Après tout, la marche à travers le Massif a véritablement été éreintante, interminable. Dès que je pensais en voir le bout, une nouvelle muraille de pierre se dressait devant nous, parfois si impraticable que nous devions faire un détour de deux ou trois jours pour trouver un autre chemin.

Plusieurs fois, des chutes de neige nous ont obligés à rebrousser chemin, parfois c'était l'effondrement de pans entiers de montagnes ou les traces récentes de clans que je n'avais aucune envie de croiser. Ma plus grosse frayeur eut lieu lors d'un éboulement qui a failli emporter Chayyim dans une crevasse. Alors que nous marchions tranquillement, la terre s'est soudainement mise à trembler et la seconde d'après mon compagnon était pris dans une chute de pierres, manquant de disparaître sous des mètres de terre et de branchages. Il n'a dû sa survie qu'à mon réflexe salvateur de me jeter au sol pour l'attraper par la cheville et le tirer de toutes mes forces hors de l'éboulement.

Finalement, plus de peur que de mal, mais sa cape était complètement ruinée alors je lui ai donné celle que je portais depuis notre entrée dans le Massif. Et je ne l'ai plus quitté d'une seule semelle.

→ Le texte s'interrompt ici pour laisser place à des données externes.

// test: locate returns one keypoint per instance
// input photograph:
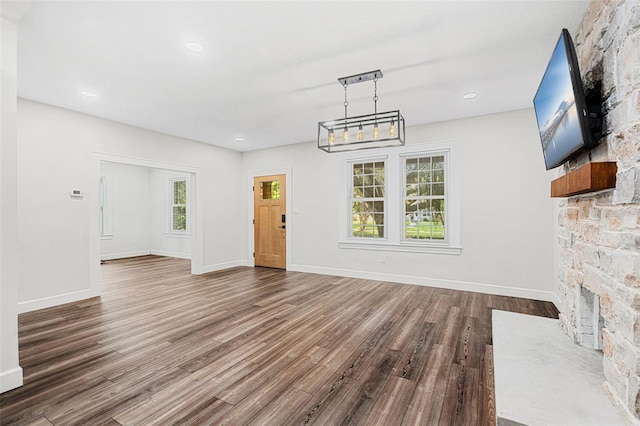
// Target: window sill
(404, 247)
(184, 235)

Désormais assis sur une butte qui surplombe la plaine menant à Ma'la, je réalise que notre voyage touche à sa fin. Et que cela me serre affreusement le cœur. Demain, nous pénétrerons dans la capitale, Chayyim retrouvera son roi et moi je serai remercié. Dans tous les sens du terme. Une bouffée d'angoisse m'envahit quand je comprends que ce sera peut-être la dernière fois que je le verrai, que plus jamais je n'aurai l'autorisation de lui adresser la parole, que je ne pourrai plus serrer son corps contre le mien ni l'abrutir de plaisir, que la vie reprendra son cours comme si nous ne nous étions jamais rencontré. Parce qu'au fond, le monde n'a pas arrêté de fonctionner pour nous. Que nous soyons ensemble ou non, rien ne changera. Et je déteste cela.

La poitrine comprimée par ces mauvaises pensées, je me rejette sur le dos pour troquer les lueurs vacillantes de Ma'la contre celles des étoiles qui déchirent la voûte céleste. Contrairement aux mois précédents, le ciel est dégagé sur Lem'ha, la nuit claire, la température agréable. Nous pouvons dormir dehors sans craindre de mourir de froid. Voilà au moins un aspect positif qui devrait me réjouir...

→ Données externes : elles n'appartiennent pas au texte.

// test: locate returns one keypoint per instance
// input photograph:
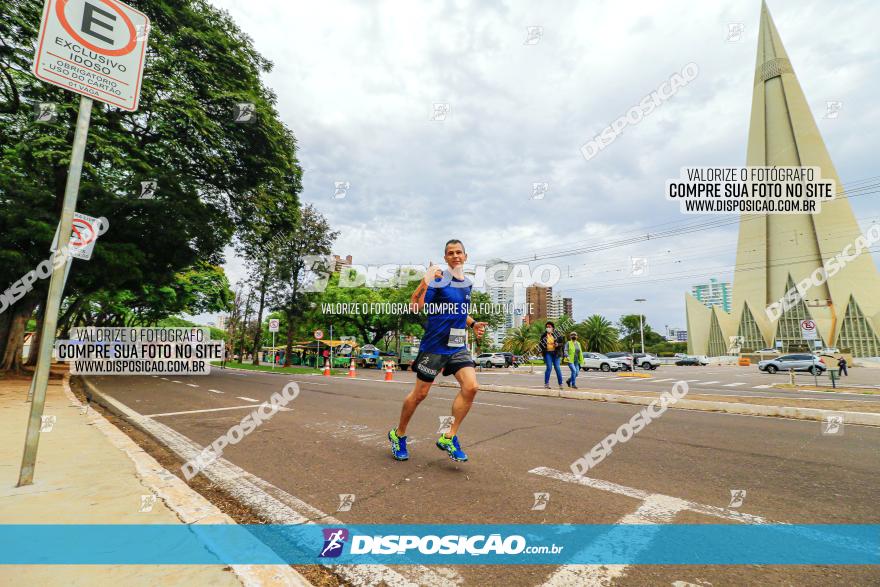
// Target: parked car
(798, 362)
(767, 351)
(624, 360)
(646, 361)
(599, 362)
(489, 360)
(687, 361)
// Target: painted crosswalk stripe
(655, 509)
(280, 409)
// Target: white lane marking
(676, 504)
(247, 407)
(655, 509)
(449, 399)
(279, 507)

— Je voudrais que le jour ne se lève jamais, murmure soudainement Chayyim, assis à mes côtés.

Lentement, je glisse mon regard vers lui et observe la façon dont la lueur froide de la lune découpe gracieusement son profil dans l'obscurité. Une lanière de cuir retient ses cheveux en arrière, dégageant ce visage que j'aime tant.

— Ne soyons pas irréalistes, répliqué-je d'une voix amère, refusant de me laisser aller au sentimentalisme.

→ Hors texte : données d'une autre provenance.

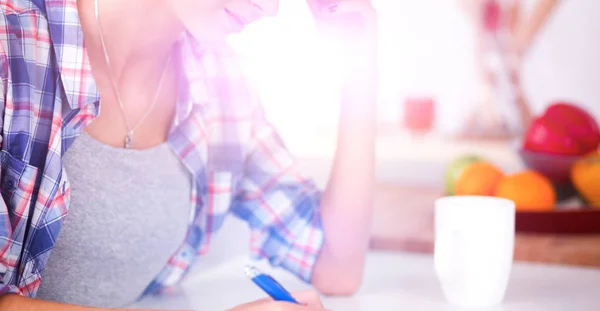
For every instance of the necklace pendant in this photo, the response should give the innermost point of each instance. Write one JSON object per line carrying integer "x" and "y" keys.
{"x": 129, "y": 140}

J'ignore le regard que mon compagnon pose sur moi et continue de contempler les étoiles en serrant les dents. Si seulement elles pouvaient influencer le cours du temps !

— Je ne vais pas vous abandonner, vous savez ? reprend Chayyim d'une voix sérieuse.

Mon état psychologique ne me permettant pas d'avoir ce genre de conversation, je préfère ne pas répondre. Au fond, je ne doute pas de la bonne volonté de mon compagnon, mais j'ai conscience de la réalité des faits. Rester ensemble ne nous sera pas permis, et si nous souhaitons réellement que cela advienne, nous allons devoir nous battre. Ardemment. Les séquelles ne seront pas nulles. Est-il prêt à prendre ce risque ?

Une main se refermant sur mon avant-bras m'oblige à reporter mon attention sur lui et mes yeux sombrent dans ses orbes étoilés dont j'ai appris à décrypter l'inexpressivité.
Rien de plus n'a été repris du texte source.